In short, by the lights of the food sovereignty regime, GM crops are produced by and for the corporate food regime. At the very least, this places the burden of proof on GM proponents: show us (say the opponents) how GM can be used to promote food sovereignty, and not just reinforce the corporate food regime. What are the live possibilities for using GM crops in, say, polycultures of indigenous plants and animals? What about labor-intensive “peasant’’ farming systems, where many farmers have limited or no access to irrigation (much less synthetic fertilizers or pesticides)? Is it legally possible to develop new GM crops in the public domain?

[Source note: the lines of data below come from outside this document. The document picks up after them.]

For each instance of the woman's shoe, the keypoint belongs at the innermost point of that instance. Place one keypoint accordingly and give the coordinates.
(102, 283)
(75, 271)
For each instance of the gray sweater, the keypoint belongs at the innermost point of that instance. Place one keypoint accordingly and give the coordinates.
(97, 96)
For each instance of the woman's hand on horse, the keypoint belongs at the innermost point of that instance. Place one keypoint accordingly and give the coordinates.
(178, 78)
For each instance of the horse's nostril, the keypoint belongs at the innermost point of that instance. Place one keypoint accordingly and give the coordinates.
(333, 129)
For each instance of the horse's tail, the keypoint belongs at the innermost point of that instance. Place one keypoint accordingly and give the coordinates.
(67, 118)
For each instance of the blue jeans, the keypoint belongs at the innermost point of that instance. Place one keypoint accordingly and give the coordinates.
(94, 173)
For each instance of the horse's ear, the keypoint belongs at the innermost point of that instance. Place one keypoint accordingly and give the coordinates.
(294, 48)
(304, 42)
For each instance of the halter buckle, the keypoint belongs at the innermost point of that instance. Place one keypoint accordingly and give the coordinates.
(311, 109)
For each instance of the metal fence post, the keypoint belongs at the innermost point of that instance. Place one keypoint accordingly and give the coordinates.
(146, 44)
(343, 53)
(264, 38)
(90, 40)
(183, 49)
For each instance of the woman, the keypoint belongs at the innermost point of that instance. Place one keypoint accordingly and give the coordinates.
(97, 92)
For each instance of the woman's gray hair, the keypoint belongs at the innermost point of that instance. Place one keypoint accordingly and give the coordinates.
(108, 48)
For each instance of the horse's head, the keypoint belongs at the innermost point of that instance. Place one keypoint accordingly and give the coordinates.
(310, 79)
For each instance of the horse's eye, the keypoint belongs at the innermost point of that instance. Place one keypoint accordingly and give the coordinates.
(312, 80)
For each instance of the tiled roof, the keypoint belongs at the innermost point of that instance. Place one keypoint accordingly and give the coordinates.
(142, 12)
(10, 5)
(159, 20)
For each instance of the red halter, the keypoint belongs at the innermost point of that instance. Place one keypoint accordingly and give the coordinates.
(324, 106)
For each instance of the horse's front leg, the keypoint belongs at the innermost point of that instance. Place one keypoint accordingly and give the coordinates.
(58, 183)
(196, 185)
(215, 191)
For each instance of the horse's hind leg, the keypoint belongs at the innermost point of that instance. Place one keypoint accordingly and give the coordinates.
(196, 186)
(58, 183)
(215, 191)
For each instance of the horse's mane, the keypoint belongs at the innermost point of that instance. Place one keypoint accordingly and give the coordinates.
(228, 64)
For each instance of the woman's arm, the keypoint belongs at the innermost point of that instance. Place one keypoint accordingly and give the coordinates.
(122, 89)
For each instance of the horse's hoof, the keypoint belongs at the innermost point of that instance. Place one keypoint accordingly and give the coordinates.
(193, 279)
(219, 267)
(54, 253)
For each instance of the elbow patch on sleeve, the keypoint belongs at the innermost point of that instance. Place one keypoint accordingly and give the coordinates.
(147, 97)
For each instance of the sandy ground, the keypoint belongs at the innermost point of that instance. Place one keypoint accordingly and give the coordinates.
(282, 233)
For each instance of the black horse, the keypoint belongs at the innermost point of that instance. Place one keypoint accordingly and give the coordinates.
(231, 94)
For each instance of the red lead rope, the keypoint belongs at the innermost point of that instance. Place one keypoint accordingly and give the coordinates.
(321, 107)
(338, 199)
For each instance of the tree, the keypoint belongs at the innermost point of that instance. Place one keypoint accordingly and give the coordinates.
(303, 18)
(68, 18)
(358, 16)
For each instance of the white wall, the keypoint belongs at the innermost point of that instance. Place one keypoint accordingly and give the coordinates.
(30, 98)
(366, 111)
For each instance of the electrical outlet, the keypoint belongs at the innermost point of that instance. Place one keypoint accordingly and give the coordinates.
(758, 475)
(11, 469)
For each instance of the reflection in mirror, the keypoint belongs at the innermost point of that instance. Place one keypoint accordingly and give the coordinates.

Note that all of these questions concern the effectiveness of GM crops — but only as seen from the perspective of food sovereignty. From the perspective of the corporate food regime, effectiveness is measured exclusively in terms of market productivity. Thus, insofar as proponents and opponents of GM crops are working with different food regime assumptions, they are working with very different ideas about effectiveness. That is, insofar as they don’t mean the same thing by “feeding the world,” they won’t evaluate GM crops in the same way.